Usually, visits to my cousin Bryn’s home were filled with adventure and chaos, as to be expected in a household with six young children. One November day, when the chill of the winter air seemed to have seeped through the comforts of the insulation, the visit to her house was different.

It certainly was not a day where you would find my Uncle Lou pitching a baseball game with the boys in the backyard, the girls organizing a dance contest in the basement, or everyone participating in pillow speed races on the wooden stairs. The solemn incident did not allow for any play, something we were not used to.

“Wanna play war?” I asked, already knowing the answer. My attention turned from the worn deck of cards to see Bryn chewing on her doll’s plastic toes, one of her odd habits. “Here’s a letter I wrote you in school this week.” The letters bonded us, since we only saw each other on the weekends. With each letter, we tried to outdo one another with the most elaborate pages that any nine year old would find glamorous. Bryn did not have a letter to exchange with me. She just sat on her bed, comforting her thoughts while I intently waited for any sign of emotion, so that I would know how to feel.

Days before, Bryn’s father, my Uncle Lou, was killed in an airplane crash. He was flying home from a business trip. “It’s a shame, only ten minutes from landing,” my mom said over and over again.

I stood in the parlor of the funeral home, watching the devastation manifest on everyone’s faces. It was not the emotion though that kept my attention. I incessantly peered into the room that housed the deceased. I had never seen a closed casket. “It’s because of how he died,” my mom stated. I couldn’t cross the threshold of that room. Something about going into the room made me feel like I would understand, and being nine, I didn’t want to.

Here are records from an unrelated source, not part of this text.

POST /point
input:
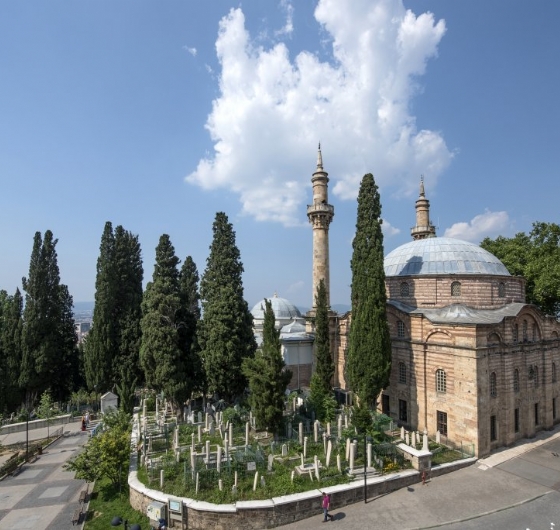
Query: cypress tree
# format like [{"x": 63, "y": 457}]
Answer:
[
  {"x": 11, "y": 325},
  {"x": 111, "y": 352},
  {"x": 190, "y": 316},
  {"x": 101, "y": 342},
  {"x": 368, "y": 362},
  {"x": 268, "y": 377},
  {"x": 321, "y": 380},
  {"x": 225, "y": 333},
  {"x": 48, "y": 339},
  {"x": 161, "y": 355}
]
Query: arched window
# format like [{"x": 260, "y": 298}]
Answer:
[
  {"x": 405, "y": 289},
  {"x": 402, "y": 372},
  {"x": 493, "y": 387},
  {"x": 456, "y": 289},
  {"x": 536, "y": 375},
  {"x": 441, "y": 381},
  {"x": 516, "y": 380},
  {"x": 501, "y": 290}
]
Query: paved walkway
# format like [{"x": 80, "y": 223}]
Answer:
[
  {"x": 43, "y": 496},
  {"x": 496, "y": 492}
]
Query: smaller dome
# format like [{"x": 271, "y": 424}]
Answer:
[
  {"x": 442, "y": 255},
  {"x": 283, "y": 309}
]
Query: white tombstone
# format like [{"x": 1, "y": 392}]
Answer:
[
  {"x": 219, "y": 459},
  {"x": 329, "y": 451}
]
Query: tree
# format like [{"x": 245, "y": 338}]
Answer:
[
  {"x": 225, "y": 333},
  {"x": 190, "y": 316},
  {"x": 48, "y": 337},
  {"x": 11, "y": 326},
  {"x": 45, "y": 409},
  {"x": 268, "y": 377},
  {"x": 106, "y": 454},
  {"x": 536, "y": 257},
  {"x": 161, "y": 355},
  {"x": 111, "y": 353},
  {"x": 321, "y": 380},
  {"x": 368, "y": 363}
]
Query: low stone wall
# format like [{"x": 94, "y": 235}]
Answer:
[
  {"x": 256, "y": 515},
  {"x": 35, "y": 424}
]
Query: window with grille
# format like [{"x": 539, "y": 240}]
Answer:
[
  {"x": 456, "y": 289},
  {"x": 536, "y": 375},
  {"x": 493, "y": 389},
  {"x": 405, "y": 289},
  {"x": 441, "y": 382},
  {"x": 402, "y": 372},
  {"x": 501, "y": 290},
  {"x": 516, "y": 380},
  {"x": 403, "y": 410},
  {"x": 442, "y": 422},
  {"x": 400, "y": 329}
]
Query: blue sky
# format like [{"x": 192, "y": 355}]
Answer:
[{"x": 156, "y": 115}]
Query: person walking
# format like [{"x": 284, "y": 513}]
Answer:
[{"x": 326, "y": 507}]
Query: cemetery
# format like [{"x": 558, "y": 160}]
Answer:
[{"x": 217, "y": 456}]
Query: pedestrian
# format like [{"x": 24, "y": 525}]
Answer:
[{"x": 326, "y": 507}]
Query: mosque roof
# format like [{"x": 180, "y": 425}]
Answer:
[
  {"x": 461, "y": 314},
  {"x": 442, "y": 255},
  {"x": 283, "y": 309}
]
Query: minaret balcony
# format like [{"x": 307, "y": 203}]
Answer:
[{"x": 320, "y": 208}]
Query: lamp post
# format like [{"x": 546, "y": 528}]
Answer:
[{"x": 117, "y": 521}]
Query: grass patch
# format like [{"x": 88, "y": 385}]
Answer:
[{"x": 107, "y": 502}]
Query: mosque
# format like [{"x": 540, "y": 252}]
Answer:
[{"x": 470, "y": 358}]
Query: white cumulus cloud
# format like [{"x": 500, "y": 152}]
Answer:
[
  {"x": 488, "y": 224},
  {"x": 273, "y": 110}
]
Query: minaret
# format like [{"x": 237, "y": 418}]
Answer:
[
  {"x": 423, "y": 228},
  {"x": 320, "y": 215}
]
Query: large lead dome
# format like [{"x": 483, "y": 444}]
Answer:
[{"x": 442, "y": 255}]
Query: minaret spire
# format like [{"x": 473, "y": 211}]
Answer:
[
  {"x": 423, "y": 228},
  {"x": 320, "y": 215}
]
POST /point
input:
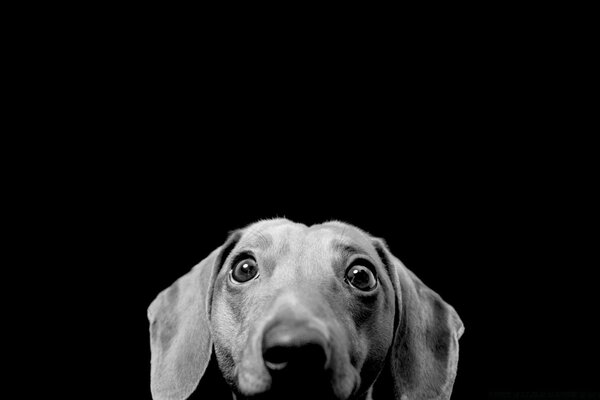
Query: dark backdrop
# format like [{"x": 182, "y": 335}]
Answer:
[
  {"x": 493, "y": 206},
  {"x": 505, "y": 247}
]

Within that same year, my aunt and cousins moved out of their home. In fact, they moved often. “Uncle Lou visited her,” my mom explained. Shortly thereafter, my grandfather died. They all said Uncle Lou’s death broke his heart. It was sad. I never asked Bryn how she felt about her father’s death, but I never needed to. Tearfully peering over my grandfather’s vacant face in the casket, I began to understand how everyone felt.